The mainstream pattern in 2026: never break existing behavior; add new behavior alongside. “Deprecate then remove” with a long sunset period. Stripe’s API has been backwards-compatible for over a decade.


Common gotchas

  • An API is a TRUST surface. Anyone with the URL + auth can use it. Don’t assume your endpoint is “private” because it’s not linked from your homepage — bots will find it. Always require proper auth on anything non-public.

  • Rate limits are real and you will hit them. Every external API has limits. Handle 429 responses with exponential backoff.
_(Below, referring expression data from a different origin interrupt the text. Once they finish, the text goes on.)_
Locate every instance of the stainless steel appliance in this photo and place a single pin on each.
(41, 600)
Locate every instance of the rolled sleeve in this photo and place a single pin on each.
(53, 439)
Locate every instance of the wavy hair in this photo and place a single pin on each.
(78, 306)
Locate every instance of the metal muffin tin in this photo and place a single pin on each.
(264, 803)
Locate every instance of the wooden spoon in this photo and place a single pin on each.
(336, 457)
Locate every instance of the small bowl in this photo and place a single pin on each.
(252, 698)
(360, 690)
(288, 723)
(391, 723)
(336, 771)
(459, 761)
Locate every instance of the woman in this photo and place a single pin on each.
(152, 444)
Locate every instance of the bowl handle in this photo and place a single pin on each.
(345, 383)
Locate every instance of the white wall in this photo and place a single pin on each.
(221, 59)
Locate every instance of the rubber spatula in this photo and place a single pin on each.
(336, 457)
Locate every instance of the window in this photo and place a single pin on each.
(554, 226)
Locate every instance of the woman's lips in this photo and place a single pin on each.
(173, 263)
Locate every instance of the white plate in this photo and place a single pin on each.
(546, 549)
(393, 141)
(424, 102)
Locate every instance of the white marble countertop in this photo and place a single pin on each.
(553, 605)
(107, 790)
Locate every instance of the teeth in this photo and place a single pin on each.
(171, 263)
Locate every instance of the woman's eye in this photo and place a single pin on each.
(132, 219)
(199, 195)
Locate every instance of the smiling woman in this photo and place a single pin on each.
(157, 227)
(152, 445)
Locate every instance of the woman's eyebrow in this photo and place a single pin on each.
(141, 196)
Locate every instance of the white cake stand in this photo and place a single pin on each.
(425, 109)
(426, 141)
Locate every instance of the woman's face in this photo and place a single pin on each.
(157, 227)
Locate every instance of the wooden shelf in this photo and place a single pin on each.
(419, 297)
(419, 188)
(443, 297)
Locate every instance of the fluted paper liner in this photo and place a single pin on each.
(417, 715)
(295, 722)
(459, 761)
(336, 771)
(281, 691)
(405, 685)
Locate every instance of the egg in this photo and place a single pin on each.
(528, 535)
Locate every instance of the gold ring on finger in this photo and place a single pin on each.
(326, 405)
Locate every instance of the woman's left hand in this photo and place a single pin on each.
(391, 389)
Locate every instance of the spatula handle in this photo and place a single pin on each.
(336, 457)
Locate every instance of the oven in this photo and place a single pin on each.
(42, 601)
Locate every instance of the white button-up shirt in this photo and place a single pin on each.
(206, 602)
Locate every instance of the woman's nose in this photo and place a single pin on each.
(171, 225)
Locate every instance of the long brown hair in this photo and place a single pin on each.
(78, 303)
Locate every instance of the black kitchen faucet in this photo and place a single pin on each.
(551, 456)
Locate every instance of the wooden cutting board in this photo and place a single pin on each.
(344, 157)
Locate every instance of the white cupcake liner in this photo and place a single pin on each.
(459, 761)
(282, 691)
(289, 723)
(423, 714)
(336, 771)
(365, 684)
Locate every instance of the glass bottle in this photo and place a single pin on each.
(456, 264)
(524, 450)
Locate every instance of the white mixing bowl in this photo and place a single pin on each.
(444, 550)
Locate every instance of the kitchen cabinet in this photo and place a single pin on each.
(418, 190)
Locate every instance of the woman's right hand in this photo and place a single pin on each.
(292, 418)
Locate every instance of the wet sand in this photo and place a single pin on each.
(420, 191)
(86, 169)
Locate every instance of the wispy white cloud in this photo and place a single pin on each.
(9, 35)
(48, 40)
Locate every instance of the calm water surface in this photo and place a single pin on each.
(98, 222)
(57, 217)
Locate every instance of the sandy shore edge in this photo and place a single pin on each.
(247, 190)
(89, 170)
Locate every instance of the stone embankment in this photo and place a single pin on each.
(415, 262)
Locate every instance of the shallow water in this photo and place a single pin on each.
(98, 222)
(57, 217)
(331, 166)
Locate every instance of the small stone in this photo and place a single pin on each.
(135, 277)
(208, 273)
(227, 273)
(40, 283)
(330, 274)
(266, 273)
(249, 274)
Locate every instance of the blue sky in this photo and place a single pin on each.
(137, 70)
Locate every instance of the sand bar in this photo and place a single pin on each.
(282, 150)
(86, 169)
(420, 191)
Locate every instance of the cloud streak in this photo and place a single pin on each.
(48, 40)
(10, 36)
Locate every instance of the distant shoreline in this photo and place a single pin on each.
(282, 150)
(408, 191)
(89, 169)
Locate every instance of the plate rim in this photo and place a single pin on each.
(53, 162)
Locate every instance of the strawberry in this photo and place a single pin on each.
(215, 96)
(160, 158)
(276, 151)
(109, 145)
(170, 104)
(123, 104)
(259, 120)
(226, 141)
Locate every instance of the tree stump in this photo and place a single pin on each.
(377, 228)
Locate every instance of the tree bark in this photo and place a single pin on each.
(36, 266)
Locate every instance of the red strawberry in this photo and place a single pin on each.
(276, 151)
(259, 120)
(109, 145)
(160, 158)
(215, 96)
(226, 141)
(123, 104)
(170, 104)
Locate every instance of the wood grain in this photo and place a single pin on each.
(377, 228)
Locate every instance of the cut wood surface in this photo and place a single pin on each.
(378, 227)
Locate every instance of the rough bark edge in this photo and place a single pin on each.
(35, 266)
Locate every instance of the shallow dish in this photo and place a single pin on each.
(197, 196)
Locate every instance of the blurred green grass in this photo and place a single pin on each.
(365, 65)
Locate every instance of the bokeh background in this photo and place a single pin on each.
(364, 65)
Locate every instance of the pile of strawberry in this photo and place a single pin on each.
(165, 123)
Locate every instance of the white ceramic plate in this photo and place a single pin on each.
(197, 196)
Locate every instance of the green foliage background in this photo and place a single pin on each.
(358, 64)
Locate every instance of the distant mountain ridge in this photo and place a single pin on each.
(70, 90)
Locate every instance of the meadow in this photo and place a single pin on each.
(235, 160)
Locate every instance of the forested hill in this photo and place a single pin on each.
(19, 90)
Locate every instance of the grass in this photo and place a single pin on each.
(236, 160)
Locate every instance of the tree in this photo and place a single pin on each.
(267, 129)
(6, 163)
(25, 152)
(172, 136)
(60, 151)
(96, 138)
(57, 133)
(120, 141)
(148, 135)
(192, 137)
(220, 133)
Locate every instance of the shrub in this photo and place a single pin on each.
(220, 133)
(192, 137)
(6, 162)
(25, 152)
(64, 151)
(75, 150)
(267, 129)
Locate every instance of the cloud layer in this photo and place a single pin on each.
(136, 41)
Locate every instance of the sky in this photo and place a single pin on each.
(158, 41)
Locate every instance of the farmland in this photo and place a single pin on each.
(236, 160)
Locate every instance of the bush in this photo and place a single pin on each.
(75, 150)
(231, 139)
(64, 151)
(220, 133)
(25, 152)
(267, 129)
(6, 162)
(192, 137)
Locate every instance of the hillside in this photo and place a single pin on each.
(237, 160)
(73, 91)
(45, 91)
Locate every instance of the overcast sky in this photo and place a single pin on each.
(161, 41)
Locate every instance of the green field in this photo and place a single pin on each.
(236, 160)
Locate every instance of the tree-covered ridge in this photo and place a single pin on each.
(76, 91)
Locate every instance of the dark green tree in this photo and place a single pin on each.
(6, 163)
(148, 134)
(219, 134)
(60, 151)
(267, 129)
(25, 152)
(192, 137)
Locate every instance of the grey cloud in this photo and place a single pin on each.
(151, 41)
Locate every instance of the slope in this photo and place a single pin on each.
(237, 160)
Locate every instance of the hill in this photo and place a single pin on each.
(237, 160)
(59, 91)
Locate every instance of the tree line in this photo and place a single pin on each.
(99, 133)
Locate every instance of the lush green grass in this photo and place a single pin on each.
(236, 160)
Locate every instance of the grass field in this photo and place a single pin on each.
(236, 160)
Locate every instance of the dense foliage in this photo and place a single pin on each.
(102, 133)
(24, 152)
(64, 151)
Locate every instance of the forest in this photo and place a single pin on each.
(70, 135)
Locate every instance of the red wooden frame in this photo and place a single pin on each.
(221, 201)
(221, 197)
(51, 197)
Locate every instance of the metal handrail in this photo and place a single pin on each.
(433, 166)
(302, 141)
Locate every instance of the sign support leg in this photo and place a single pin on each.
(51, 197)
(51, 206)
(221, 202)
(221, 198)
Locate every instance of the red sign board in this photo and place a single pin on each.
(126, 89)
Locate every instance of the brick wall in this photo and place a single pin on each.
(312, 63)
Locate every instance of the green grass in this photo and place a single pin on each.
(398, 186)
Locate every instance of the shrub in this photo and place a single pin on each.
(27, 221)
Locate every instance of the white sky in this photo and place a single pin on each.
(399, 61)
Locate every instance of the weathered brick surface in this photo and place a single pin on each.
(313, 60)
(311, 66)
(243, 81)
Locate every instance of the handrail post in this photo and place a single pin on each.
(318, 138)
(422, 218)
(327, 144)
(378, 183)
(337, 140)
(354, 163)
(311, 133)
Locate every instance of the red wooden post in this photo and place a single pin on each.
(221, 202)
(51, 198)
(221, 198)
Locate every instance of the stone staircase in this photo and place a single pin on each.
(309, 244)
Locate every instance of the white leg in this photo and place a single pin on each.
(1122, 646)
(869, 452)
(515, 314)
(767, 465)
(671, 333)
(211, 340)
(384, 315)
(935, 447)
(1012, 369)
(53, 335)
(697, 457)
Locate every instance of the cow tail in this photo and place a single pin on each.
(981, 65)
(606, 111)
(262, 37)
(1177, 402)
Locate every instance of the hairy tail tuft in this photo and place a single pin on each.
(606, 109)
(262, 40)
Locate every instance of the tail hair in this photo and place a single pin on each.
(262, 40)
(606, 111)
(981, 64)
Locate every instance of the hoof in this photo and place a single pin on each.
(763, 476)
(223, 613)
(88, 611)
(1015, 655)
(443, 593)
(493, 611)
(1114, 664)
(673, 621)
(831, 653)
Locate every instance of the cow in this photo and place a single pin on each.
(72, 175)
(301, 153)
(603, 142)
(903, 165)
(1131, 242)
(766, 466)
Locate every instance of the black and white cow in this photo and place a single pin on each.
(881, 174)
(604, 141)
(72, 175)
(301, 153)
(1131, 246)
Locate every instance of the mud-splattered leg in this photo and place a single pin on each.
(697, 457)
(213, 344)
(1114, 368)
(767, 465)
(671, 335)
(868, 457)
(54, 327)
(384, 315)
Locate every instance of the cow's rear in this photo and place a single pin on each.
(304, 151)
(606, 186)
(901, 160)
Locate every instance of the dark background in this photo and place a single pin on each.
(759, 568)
Cache aggressively. Many APIs return a Retry-After header — respect it.

  • Network errors are normal, not exceptional. Timeouts, connection resets, DNS failures, brief outages — all routine. Your code must retry with backoff and surface meaningful errors when retries fail.

  • Always set timeouts. A fetch call with no timeout can hang forever, holding up your serverless function until the platform kills it. Set explicit timeouts (AbortController in browsers/Node).

  • API responses can be huge and slow. A “list all users” endpoint can return 10GB if you have 10M users. Use pagination. Default page sizes should be small (20-50).

  • Headers and bodies are case-sensitive (kind of). HTTP header names are case-INsensitive by spec but case-sensitive in JavaScript objects. Use a library or normalize.

  • JSON nulls vs missing fields are different. { "name": null } and {} mean different things to most parsers. Be explicit about which you mean.

  • Cross-origin requests have CORS rules. A browser calling api.othersite.com from myapp.com will get blocked unless the API explicitly allows it. CORS is configured on the API server, not the calling code.

  • API keys in client-side code are leaked. Anything in browser JavaScript is visible. For server-to-server keys, keep them server-side (env vars, never NEXT_PUBLIC_*).

  • Idempotency is critical. Network retries can cause duplicate calls. POST endpoints that create resources should accept an Idempotency-Key header — clients send a unique key per logical action; the server dedupes. Stripe pioneered this.

  • OpenAPI specs lie sometimes. The spec says “this field is required”; the real API accepts requests without it. Or vice versa. Always test against the live API.

  • Versioning is the long game. Today’s “we’ll never need this” becomes tomorrow’s mandatory breaking change. Plan for evolution from day one.

  • Pagination styles vary. Page numbers, cursors, offsets, link headers (GitHub style). Read the docs of each API.

  • The Internet is a hostile place. Validate every input. Never trust a header. Never trust a payload. Never trust the caller’s claim about their identity. Always re-verify.

  • Documentation can be outdated. A field was deprecated last year; the docs still mention it. Trust working code (test against the real API) over docs when they disagree.

  • Error responses can be misleading. A 401 might really mean 404 (security-by-obscurity). A 500 might really be a 401 (poorly-coded backend). Treat error responses as suggestive, not authoritative.

  • An “internal API” still needs the same care. Microservices talking to each other across a network are subject to the same failures as external APIs. Same patterns apply (timeouts, retries, idempotency).

  • APIs go away. Twitter v1.1 was discontinued. The old GitHub auth model was removed. Plan for the API you depend on being replaced or sunset.

  • Mocking external APIs in tests is essential. Tests that hit real third-party services are slow, flaky, and incur cost. Use a mocking library (MSW, nock) and re-run real integration tests separately.


SDKs vs raw HTTP

Most popular APIs publish SDKs (Software Development Kits) in major languages. The SDK is a wrapper that handles:

  • Auth header management
  • Retries + backoff
  • Pagination
  • Typed request/response objects
  • Idempotency keys
  • Streaming (for AI APIs, GraphQL subscriptions)
import Anthropic from "@anthropic-ai/sdk";
const client = new Anthropic();
const message = await client.messages.create({
  model: "claude-sonnet-4-6",
  max_tokens: 1024,
  messages: [{ role: "user", content: "Hello" }],
});

vs the raw HTTP version above. The SDK adds value if you’ll make many calls. For one-off scripts, raw fetch is fine.

The SDK is itself an “API” — a programming-language interface that internally calls an HTTP API. Same concept, different abstraction layer.